FORTE DEI MARMI. “Ancora una volta ci troviamo a dover prendere atto dell’assurdo modo di agire dell’Amministrazione Buratti nei confronti degli imprenditori che cercano di abbellire il centro storico di Forte dei Marmi.
Non è possibile infatti che si multino delle persone che cercano di arricchire il paese con delle bellissime fioriere e delle panchine di pregio, colmando così le lacune dell’Amministrazione riguardo al decoro pubblico e all’arredo urbano, i quali sono ai minimi termini da quando lor signori governano”.

A scriverlo è Luca Pedretti, coordinatore di Fratelli d’Italia-Alleanza Nazionale di Forte dei Marmi.

“Queste attività – che sono illustri e storiche come il negozio di Volponi o la farmacia Di Ciolo – hanno anche avviato nei mesi scorsi il corretto iter procedurale per fare la richiesta dei permessi, chiedendo e informandosi presso gli amministratori: tutte domande alle quali non hanno mai ricevuto risposta, quando è il caso di dire oltre al danno la beffa.

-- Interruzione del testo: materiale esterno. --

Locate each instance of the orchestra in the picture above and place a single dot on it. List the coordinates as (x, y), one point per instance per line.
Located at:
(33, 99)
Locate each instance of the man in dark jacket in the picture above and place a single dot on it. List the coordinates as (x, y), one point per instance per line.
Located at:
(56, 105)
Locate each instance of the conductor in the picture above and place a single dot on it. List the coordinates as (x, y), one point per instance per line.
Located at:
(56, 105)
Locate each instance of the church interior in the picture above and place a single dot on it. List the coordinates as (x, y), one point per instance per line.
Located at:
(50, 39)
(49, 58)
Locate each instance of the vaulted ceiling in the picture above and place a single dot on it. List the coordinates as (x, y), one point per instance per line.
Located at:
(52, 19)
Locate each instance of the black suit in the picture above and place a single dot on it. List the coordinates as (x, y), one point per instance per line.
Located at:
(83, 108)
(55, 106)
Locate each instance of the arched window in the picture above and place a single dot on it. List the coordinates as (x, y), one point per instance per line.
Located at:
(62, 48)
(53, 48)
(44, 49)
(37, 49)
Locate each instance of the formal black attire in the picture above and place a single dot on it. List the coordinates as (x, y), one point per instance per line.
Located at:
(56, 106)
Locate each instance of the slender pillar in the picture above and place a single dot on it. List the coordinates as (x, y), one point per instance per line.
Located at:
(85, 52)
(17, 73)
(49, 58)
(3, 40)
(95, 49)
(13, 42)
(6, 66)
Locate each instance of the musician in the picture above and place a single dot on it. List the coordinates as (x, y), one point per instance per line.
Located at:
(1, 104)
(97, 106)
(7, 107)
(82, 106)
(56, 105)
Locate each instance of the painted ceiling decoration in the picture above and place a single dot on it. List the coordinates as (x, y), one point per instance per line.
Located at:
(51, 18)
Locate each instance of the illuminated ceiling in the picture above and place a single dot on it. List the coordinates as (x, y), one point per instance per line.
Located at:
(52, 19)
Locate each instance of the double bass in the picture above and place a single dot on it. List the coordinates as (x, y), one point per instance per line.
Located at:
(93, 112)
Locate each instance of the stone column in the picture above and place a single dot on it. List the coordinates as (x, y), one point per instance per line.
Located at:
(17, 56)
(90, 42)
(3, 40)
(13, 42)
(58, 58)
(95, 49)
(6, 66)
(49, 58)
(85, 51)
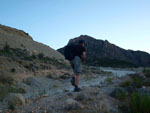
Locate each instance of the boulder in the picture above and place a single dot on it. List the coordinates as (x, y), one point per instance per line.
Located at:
(15, 99)
(71, 104)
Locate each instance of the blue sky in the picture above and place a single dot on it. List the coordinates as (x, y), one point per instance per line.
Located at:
(125, 23)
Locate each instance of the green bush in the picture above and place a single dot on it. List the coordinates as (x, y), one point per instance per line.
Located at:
(140, 103)
(119, 93)
(6, 79)
(40, 55)
(7, 88)
(6, 48)
(137, 80)
(125, 83)
(109, 80)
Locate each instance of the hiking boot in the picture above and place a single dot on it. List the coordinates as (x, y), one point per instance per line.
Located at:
(73, 81)
(77, 89)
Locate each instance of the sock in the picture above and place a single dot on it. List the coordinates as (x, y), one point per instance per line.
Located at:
(76, 86)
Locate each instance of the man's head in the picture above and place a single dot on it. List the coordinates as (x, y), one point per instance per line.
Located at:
(81, 42)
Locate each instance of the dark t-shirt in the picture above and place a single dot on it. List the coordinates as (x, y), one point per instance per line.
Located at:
(79, 50)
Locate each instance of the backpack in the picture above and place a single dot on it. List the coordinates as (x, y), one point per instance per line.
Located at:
(69, 52)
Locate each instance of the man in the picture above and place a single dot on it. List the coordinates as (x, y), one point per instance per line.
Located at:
(80, 56)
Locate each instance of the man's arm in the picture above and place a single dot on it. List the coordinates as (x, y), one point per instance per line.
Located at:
(83, 56)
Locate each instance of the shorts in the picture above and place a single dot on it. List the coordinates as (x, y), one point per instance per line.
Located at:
(76, 65)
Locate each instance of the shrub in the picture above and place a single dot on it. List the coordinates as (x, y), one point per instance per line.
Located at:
(119, 93)
(6, 47)
(125, 83)
(109, 80)
(137, 80)
(7, 88)
(6, 79)
(40, 55)
(13, 70)
(140, 103)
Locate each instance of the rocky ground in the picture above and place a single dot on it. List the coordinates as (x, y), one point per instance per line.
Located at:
(37, 84)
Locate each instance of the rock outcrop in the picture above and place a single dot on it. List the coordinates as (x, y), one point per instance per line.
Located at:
(19, 39)
(103, 53)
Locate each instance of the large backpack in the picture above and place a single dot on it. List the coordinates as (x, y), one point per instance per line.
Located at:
(69, 52)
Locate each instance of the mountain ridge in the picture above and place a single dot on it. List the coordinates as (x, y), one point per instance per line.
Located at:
(104, 53)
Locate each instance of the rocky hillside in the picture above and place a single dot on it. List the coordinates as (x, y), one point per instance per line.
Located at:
(19, 39)
(21, 57)
(103, 53)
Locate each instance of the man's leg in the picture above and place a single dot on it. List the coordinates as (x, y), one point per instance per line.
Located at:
(77, 79)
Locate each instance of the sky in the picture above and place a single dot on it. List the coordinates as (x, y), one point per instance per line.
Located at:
(125, 23)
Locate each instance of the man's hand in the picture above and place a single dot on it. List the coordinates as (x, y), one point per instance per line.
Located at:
(83, 56)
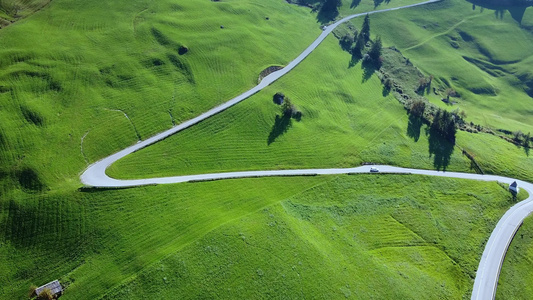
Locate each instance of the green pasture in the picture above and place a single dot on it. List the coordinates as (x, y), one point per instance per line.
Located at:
(484, 55)
(346, 121)
(516, 276)
(80, 80)
(357, 237)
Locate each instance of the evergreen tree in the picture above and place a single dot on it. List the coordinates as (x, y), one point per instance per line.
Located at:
(375, 50)
(359, 45)
(365, 30)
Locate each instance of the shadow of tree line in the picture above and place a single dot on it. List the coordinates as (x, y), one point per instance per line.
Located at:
(441, 140)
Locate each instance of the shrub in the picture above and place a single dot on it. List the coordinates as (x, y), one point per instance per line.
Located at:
(417, 108)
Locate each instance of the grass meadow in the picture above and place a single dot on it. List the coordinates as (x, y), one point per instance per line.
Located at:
(482, 55)
(515, 277)
(80, 80)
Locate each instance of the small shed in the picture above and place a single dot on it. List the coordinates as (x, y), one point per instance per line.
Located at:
(54, 287)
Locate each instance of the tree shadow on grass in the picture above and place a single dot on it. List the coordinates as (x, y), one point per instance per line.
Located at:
(355, 3)
(440, 148)
(325, 16)
(368, 70)
(281, 125)
(413, 127)
(353, 61)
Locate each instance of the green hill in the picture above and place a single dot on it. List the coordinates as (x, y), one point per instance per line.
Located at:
(80, 80)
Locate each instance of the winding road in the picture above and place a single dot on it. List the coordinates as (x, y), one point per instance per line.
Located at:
(491, 261)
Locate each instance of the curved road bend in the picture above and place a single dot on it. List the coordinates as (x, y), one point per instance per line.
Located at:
(489, 267)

Oltretutto stupisce che nell’anno del centenario, – che a questo punto pare essere sfruttato in ogni modo possibile da Sindaco e compagnia soltanto come un mezzo per fare passerelle in mezzo ai giornalisti – anziché cercare di riconoscere ad attività come queste l’importanza e la valenza storica che hanno, le si multano per aver dato un servizio gratuito e bello alla nostra comunità, al paese e ai nostri ospiti.

È lo stesso modus operandi che hanno già utilizzato in questi anni quando hanno messo i sensi unici senza senso, le telecamere sparamulte o comprato l’ABC Moto: non ascoltano i pareri altrui, non si interessano ai disagi che creano e soprattutto non si confrontano con chi opera in paese cercando di migliorare la qualità della vita e dell’offerta turistica.

Questa è l’ennesima dimostrazione di come il PD e iL SEL al potere da 7 anni in paese abbiano una forma mentis statalista e burocratica, incapace di dare segnali e prospettive di incoraggiamento a tutti questi imprenditori e ai nostri giovani che vorrebbero – magari – dare corso a nuove imprese o attività artigianali, ma che invece pensano a come andarsene perché questa è la mentalità che regna.

Per questo noi avalliamo e appoggiamo in toto la proposta di alcuni commercianti del centro storico di mettere dei crisantemi fuori dalle loro attività: un simbolo forte per far capire quanto sia bloccata la capacità di nuova impresa e di miglioramento di quelle esistenti dall’adozione nel nostro paese di misure assurde come queste e fuori dalla realtà dei tempi”.